Tuesday, January 3, 2023

The MOS 6502 is (mostly) Turing-complete without registers

It is known that the x86 MOV instruction is Turing-complete (PDF) all by itself, and is even a compiler target. More usefully, x86 can be made Turing-complete without the overt use of any registers.

These tricks work primarily because the ISA allows memory-to-memory operations, i.e., altering a memory location without explicitly moving data through a program-visible register, a historical holdover from its roots in the Intel 8086 and its ancestors. (Let's not even talk about its Turing-complete faults.) Other pre-RISC CPUs of that era also have memory-to-memory addressing, including the MOS 6502, which despite its simplicity being inspiration for the RISC ARM architecture is not itself RISC. It should be no surprise you can make the 6502 do this trick too even with its more constrained instruction set, and we can do it with just four instructions, not counting rts to return to the operating system.
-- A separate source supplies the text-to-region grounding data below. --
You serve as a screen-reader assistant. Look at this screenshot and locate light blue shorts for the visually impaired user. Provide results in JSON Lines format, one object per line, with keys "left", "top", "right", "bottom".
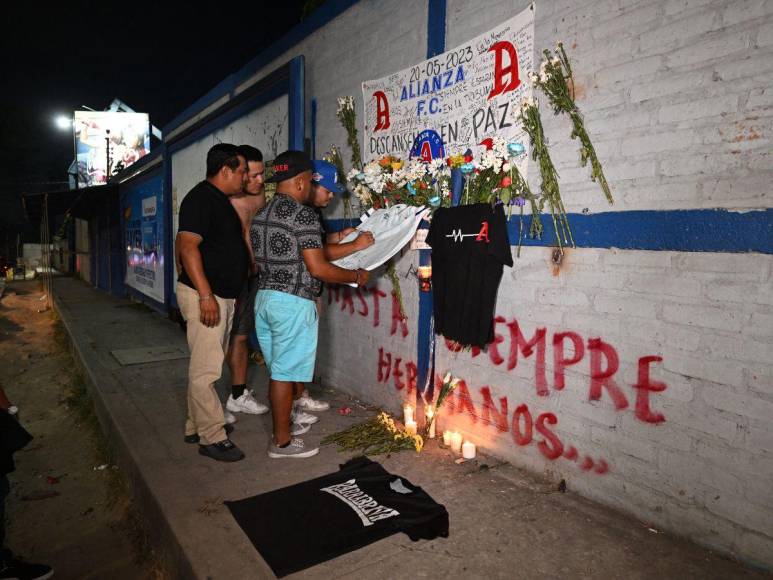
{"left": 254, "top": 290, "right": 318, "bottom": 382}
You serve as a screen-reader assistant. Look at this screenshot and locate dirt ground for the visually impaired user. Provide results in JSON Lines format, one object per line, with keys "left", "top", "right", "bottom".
{"left": 1, "top": 280, "right": 155, "bottom": 579}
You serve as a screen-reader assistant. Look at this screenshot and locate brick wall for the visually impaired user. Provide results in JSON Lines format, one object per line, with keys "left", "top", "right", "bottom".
{"left": 237, "top": 0, "right": 773, "bottom": 567}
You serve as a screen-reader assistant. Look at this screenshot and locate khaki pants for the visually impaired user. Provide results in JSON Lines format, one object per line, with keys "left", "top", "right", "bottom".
{"left": 177, "top": 283, "right": 236, "bottom": 445}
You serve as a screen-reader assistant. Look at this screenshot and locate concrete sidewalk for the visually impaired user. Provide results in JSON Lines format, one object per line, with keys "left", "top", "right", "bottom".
{"left": 53, "top": 277, "right": 764, "bottom": 579}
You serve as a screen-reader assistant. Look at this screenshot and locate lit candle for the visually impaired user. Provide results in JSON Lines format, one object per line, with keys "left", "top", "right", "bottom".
{"left": 425, "top": 406, "right": 436, "bottom": 439}
{"left": 443, "top": 430, "right": 452, "bottom": 446}
{"left": 403, "top": 404, "right": 414, "bottom": 425}
{"left": 451, "top": 431, "right": 463, "bottom": 453}
{"left": 462, "top": 440, "right": 476, "bottom": 459}
{"left": 405, "top": 419, "right": 417, "bottom": 435}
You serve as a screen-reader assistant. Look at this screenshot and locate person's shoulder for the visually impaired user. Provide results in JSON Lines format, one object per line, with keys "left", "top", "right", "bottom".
{"left": 295, "top": 205, "right": 321, "bottom": 226}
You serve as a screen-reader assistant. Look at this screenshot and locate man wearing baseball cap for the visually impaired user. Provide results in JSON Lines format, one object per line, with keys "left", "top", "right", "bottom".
{"left": 251, "top": 151, "right": 369, "bottom": 458}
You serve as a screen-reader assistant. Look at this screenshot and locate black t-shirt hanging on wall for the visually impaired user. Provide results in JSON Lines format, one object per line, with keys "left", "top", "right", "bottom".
{"left": 427, "top": 203, "right": 513, "bottom": 348}
{"left": 225, "top": 456, "right": 449, "bottom": 577}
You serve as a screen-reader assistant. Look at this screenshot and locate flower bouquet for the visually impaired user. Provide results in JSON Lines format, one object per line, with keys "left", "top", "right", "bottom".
{"left": 321, "top": 411, "right": 424, "bottom": 455}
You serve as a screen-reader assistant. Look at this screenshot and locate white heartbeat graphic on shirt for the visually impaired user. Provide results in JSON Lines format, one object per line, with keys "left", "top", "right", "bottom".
{"left": 445, "top": 229, "right": 478, "bottom": 242}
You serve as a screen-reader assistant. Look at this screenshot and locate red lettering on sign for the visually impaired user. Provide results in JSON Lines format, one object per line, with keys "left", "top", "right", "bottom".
{"left": 393, "top": 357, "right": 405, "bottom": 390}
{"left": 511, "top": 404, "right": 533, "bottom": 446}
{"left": 370, "top": 287, "right": 387, "bottom": 328}
{"left": 377, "top": 347, "right": 391, "bottom": 382}
{"left": 355, "top": 288, "right": 369, "bottom": 317}
{"left": 374, "top": 91, "right": 391, "bottom": 131}
{"left": 405, "top": 362, "right": 417, "bottom": 394}
{"left": 488, "top": 41, "right": 521, "bottom": 99}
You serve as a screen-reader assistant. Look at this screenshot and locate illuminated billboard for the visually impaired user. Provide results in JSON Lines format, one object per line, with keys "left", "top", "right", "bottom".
{"left": 74, "top": 111, "right": 150, "bottom": 187}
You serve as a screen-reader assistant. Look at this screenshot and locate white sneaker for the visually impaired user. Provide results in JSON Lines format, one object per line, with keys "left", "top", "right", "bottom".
{"left": 291, "top": 409, "right": 319, "bottom": 425}
{"left": 296, "top": 394, "right": 330, "bottom": 412}
{"left": 268, "top": 437, "right": 319, "bottom": 459}
{"left": 291, "top": 422, "right": 311, "bottom": 436}
{"left": 224, "top": 410, "right": 237, "bottom": 424}
{"left": 226, "top": 389, "right": 269, "bottom": 415}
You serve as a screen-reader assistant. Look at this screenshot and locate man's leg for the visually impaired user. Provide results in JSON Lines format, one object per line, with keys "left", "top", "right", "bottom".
{"left": 177, "top": 284, "right": 229, "bottom": 445}
{"left": 269, "top": 380, "right": 294, "bottom": 445}
{"left": 227, "top": 334, "right": 249, "bottom": 394}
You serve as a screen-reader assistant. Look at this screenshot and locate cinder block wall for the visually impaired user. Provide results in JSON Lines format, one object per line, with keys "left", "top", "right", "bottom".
{"left": 243, "top": 0, "right": 772, "bottom": 567}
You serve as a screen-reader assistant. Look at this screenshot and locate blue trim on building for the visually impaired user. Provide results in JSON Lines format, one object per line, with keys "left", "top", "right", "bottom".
{"left": 311, "top": 98, "right": 318, "bottom": 159}
{"left": 326, "top": 209, "right": 773, "bottom": 254}
{"left": 508, "top": 209, "right": 773, "bottom": 254}
{"left": 427, "top": 0, "right": 447, "bottom": 58}
{"left": 289, "top": 56, "right": 306, "bottom": 151}
{"left": 163, "top": 0, "right": 360, "bottom": 137}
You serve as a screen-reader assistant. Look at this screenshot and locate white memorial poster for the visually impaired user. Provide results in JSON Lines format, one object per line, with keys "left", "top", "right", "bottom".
{"left": 362, "top": 4, "right": 535, "bottom": 172}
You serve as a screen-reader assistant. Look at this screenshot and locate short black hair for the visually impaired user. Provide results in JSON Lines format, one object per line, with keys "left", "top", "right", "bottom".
{"left": 206, "top": 143, "right": 243, "bottom": 177}
{"left": 237, "top": 144, "right": 263, "bottom": 163}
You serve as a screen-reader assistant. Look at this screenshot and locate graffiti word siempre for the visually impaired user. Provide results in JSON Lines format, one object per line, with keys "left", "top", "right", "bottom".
{"left": 444, "top": 318, "right": 668, "bottom": 424}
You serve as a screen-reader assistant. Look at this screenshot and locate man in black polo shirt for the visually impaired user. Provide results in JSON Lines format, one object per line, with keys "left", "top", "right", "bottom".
{"left": 176, "top": 143, "right": 249, "bottom": 462}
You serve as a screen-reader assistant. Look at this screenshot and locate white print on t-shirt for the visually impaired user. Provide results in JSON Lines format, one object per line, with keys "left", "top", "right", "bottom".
{"left": 320, "top": 479, "right": 401, "bottom": 527}
{"left": 445, "top": 221, "right": 490, "bottom": 243}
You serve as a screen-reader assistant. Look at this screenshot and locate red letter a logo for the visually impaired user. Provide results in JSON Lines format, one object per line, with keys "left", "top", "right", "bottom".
{"left": 374, "top": 91, "right": 391, "bottom": 131}
{"left": 487, "top": 41, "right": 521, "bottom": 100}
{"left": 476, "top": 221, "right": 490, "bottom": 243}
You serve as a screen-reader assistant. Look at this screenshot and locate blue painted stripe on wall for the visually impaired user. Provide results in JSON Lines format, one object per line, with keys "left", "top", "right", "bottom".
{"left": 325, "top": 209, "right": 773, "bottom": 254}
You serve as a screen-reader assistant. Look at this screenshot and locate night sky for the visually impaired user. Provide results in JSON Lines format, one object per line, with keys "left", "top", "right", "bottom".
{"left": 0, "top": 0, "right": 310, "bottom": 247}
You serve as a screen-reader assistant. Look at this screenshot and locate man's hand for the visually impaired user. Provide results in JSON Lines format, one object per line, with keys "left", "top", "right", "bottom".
{"left": 352, "top": 231, "right": 375, "bottom": 251}
{"left": 199, "top": 296, "right": 220, "bottom": 327}
{"left": 355, "top": 269, "right": 371, "bottom": 287}
{"left": 339, "top": 227, "right": 357, "bottom": 239}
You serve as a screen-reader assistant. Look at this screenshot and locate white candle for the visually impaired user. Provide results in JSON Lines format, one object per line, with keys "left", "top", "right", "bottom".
{"left": 462, "top": 440, "right": 476, "bottom": 459}
{"left": 405, "top": 419, "right": 417, "bottom": 435}
{"left": 443, "top": 430, "right": 452, "bottom": 446}
{"left": 451, "top": 431, "right": 463, "bottom": 453}
{"left": 425, "top": 407, "right": 436, "bottom": 439}
{"left": 403, "top": 404, "right": 414, "bottom": 425}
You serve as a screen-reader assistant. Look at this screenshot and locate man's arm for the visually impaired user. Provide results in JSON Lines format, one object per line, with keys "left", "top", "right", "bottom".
{"left": 177, "top": 232, "right": 220, "bottom": 327}
{"left": 302, "top": 248, "right": 370, "bottom": 286}
{"left": 323, "top": 231, "right": 374, "bottom": 261}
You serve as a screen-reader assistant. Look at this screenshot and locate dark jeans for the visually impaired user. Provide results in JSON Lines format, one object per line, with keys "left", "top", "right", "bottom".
{"left": 0, "top": 474, "right": 10, "bottom": 565}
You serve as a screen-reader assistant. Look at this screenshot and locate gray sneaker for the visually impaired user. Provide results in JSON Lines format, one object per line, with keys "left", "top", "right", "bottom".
{"left": 268, "top": 437, "right": 319, "bottom": 459}
{"left": 291, "top": 422, "right": 311, "bottom": 436}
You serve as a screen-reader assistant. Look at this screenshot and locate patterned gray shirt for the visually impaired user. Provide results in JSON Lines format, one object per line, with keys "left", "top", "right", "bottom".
{"left": 250, "top": 193, "right": 323, "bottom": 300}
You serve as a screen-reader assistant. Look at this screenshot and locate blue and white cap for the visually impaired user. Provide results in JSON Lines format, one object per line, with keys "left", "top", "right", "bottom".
{"left": 312, "top": 160, "right": 345, "bottom": 194}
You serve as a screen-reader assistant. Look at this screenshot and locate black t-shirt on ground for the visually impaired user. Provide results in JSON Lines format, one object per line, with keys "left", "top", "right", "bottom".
{"left": 225, "top": 456, "right": 449, "bottom": 577}
{"left": 178, "top": 181, "right": 248, "bottom": 299}
{"left": 427, "top": 203, "right": 513, "bottom": 348}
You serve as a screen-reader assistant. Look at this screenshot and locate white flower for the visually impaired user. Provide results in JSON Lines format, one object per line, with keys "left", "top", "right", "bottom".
{"left": 529, "top": 71, "right": 539, "bottom": 84}
{"left": 443, "top": 372, "right": 452, "bottom": 384}
{"left": 551, "top": 57, "right": 561, "bottom": 67}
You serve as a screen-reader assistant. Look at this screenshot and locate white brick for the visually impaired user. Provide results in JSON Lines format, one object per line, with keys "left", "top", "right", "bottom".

I say the 6502 is "mostly" Turing-complete without using registers because there are two conditions on the 6502 needed to make this true. The first is that self-modifying code is impossible to avoid; the memory-to-memory instructions we will be using don't support indirect addressing, so to maintain the Turing machine's data pointer requires altering code inline. Dolan's paper above considers this cheating but this was so common on CPUs of the time, including the 8086, that I think this requirement is acceptable. The "uses no registers" example above does it too.

The other condition is how a register is defined. Most texts consider the 8-bit accumulator (A) and two 8-bit index registers (X and Y) of more limited function to be the 6502's canonical registers, but the 6502 also maintains an 8-bit stack pointer (S), a 16-bit program counter (PC) and eight bits of processor status (P, or as individual flags NV-BDIZC). On the x86 examples above, they don't count the program counter either and they make jumps (including, in the second case, to an indirect memory vector), so we're only doing the same. We will be making subroutine calls in this demonstration for maintaining the Turing machine's data pointer, which is definitely using the stack pointer, but this is simply expediency: our forthcoming example also works fine if you alternatively patch every place the data pointer is manipulated instead of encapsulating it in a set of global subroutines, and the stack pointer will be the same value at the conclusion regardless.

However, most 6502 instructions, including memory-to-memory ones, implicitly and mandatorily change flags in P (x86 MOV sets no flags). Additionally, the 8086 has an ALU as wide as its in-segment addresses (16 bits), as do its 32- and 64-bit descendants, so it can compute addresses with single instructions. This property is necessary for the "uses no registers" example, which calculates indirect jumps that way to "read" memory. The 6502's ALU is 8-bit and only supports 8-bit math but uses 16-bit addressing, and since its memory-to-memory instructions all unavoidably change the zero and negative flags (Z and N) anyway, we might as well use them to overcome the deficit. If you don't consider N or Z to be a true register — I've chosen not to because P is more impaired than even S, N and Z can't be set explicitly, and the majority of whatever ad-hoc 6502 calling conventions there are don't require saving them — then the argument holds. To make this a little less cheating-adjacent, we'll agree not to use any other processor flag including any memory-to-memory instructions that also modify carry (C), and it turns out we can get away with testing just Z anyway.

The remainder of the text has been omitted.